This post was written by Matthew Skelton co-author of Team Guide to Software Operability.
Deployability is now a first-class concern for databases, and there are several technical choices (conscious and accidental) which band together to block the deployability of databases. Can we improve database deployability and enable true Continuous Delivery for our software systems? Of course we can, but first we have to see the problems.
Until recently, the way in which software components (including databases) were deployed was not a primary consideration for most teams, but the rise of automated, programmable infrastructure, and powerful practices such as Continuous Delivery, has changed that. The ability to deploy rapidly, reliably, regularly, and repeatedly is now crucial for every aspect of our software.
This is part 3 of a 7-part series on removing blockers to Database Lifecycle Management that was initially published as an article on Simple Talk (and appearing here with permission):
- Minimize changes in Production
- Reduce accidental complexity
- Archive, distinguish, and split data
- Name things transparently
- Source Business Intelligence from a data warehouse
- Value more highly the need for change
- Avoid Production-only tooling and config where possible
The original article is Common database deployment blockers and Continuous Delivery headaches
Lack of data warehousing and archiving
Sheer data size can also work against deployability. Large backups take a long time to run, transmit, and restore, preventing effective use of the database in upstream testing. Moving from eight hours for a backup/transmit/restore cycle to even 30 minutes makes a huge difference in a Continuous Delivery context, particularly when you include a few retries in the process. In some of the post-Dotcom systems I mentioned above, around 70-80% of the data held in the core transactional database was historical data that was rarely requested or used, but was preventing the rapid export/restore of data that would have led to effective testing.

Remedy: Archive, distinguish, and split data
This is one of the issues which is, at least at first glance, more pertinent to databases than many we’ve discussed (certainly more painful in many cases.) Applications (and developers) need to be more ‘patient’ when working with data; we should not expect to have all data readily to hand, but instead appreciate that data should, in fact, be archived.
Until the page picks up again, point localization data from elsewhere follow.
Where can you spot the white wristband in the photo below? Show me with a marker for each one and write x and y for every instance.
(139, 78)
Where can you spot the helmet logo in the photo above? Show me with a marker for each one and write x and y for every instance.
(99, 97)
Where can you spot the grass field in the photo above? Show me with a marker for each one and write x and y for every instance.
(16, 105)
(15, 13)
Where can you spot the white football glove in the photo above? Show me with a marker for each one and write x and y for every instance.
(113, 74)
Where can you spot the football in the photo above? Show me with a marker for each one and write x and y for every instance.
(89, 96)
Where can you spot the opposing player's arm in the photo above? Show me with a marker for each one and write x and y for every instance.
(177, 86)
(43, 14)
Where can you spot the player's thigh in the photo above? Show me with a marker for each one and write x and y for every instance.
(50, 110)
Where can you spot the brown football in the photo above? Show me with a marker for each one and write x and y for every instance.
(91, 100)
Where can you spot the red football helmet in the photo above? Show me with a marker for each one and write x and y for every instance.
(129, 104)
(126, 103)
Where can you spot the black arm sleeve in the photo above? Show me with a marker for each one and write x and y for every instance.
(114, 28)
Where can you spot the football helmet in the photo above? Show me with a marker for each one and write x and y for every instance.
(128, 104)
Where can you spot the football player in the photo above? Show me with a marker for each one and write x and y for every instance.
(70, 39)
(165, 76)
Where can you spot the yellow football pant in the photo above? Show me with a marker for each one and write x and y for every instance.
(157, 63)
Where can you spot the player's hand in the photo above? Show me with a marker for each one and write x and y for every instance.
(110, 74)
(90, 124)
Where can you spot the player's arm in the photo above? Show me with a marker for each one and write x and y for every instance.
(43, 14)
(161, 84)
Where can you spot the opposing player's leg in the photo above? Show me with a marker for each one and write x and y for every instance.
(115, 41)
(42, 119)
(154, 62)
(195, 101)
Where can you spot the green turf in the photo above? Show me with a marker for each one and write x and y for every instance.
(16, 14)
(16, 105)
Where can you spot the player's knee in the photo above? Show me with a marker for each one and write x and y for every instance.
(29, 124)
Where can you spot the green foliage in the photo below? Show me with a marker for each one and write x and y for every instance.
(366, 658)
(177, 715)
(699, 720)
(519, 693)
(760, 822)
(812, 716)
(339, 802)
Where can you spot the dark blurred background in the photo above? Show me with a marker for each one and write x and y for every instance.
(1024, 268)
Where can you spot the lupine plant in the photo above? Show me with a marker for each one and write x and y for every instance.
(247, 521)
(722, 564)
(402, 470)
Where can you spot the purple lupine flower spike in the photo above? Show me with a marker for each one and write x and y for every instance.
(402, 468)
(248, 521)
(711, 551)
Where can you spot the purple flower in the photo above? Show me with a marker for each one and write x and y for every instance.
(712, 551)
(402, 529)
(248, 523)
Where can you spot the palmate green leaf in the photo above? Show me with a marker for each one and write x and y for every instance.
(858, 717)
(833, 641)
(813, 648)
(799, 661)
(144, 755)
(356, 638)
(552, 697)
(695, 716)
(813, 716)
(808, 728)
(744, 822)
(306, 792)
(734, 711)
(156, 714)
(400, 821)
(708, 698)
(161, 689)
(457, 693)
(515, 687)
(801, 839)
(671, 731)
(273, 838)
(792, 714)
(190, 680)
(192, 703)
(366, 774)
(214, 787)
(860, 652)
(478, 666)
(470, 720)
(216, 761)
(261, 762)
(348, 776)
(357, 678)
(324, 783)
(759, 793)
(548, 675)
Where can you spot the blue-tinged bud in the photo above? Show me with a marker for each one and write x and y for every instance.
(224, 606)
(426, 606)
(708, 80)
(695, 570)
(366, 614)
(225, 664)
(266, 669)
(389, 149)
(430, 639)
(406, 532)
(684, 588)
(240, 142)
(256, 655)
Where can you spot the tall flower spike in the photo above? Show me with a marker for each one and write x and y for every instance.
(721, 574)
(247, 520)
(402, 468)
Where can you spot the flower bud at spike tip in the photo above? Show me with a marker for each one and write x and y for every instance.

Working in a more asynchronous, request-and-callback fashion has the benefit of allowing smaller ‘Live’ databases, making restoring and testing on real data easier and quicker. By archiving rarely-requested data, we can drastically reduce the size of our ‘data space’ to something that more accurately reflects user demand. Of course, applications then need to be updated to understand that ‘live’ data is held only for (say) 9 or 12 months (depending on business need), and so to treat ‘live’ and historical data as two discrete sets.

In practice this might mean performing an asynchronous, lazy load for historical data (archived to secondary or tertiary location and rehydrated for the user when requested), but a synchronous, greedy load for ‘live’ data. This live vs. historical approach also matches human expectations, where ‘retrieving from an archive’ is naturally understood to take longer, so your users shouldn’t be up in arms.
Of course, we still need to distinguish between data that correctly belongs in a large central database, and data that has been added out of laziness or mere convenience, and store them separately. Once we’ve managed to split data along sensible partitions, we can also begin to practice polyglot persistence and use databases to their strengths: a relational database where the data is relational, a graph database where the data is highly connected, a document database where the data is more document-like, and so on.
Fortunately, there are tried and tested patterns for building software systems that do not have single central data stores: Event Sourcing, CQRS, and message-queue based publish/subscribe asynchronous designs work well and are highly scalable. The ‘microservices‘ approach is another way to improve deployability, and is deep enough to warrant its own article later on.
These approaches are not easy, but the requirement for rapid and reliable changes (for which Continuous Delivery is a good starting point) already makes the problem domain more tricky, so we should expect an increase in the required skills.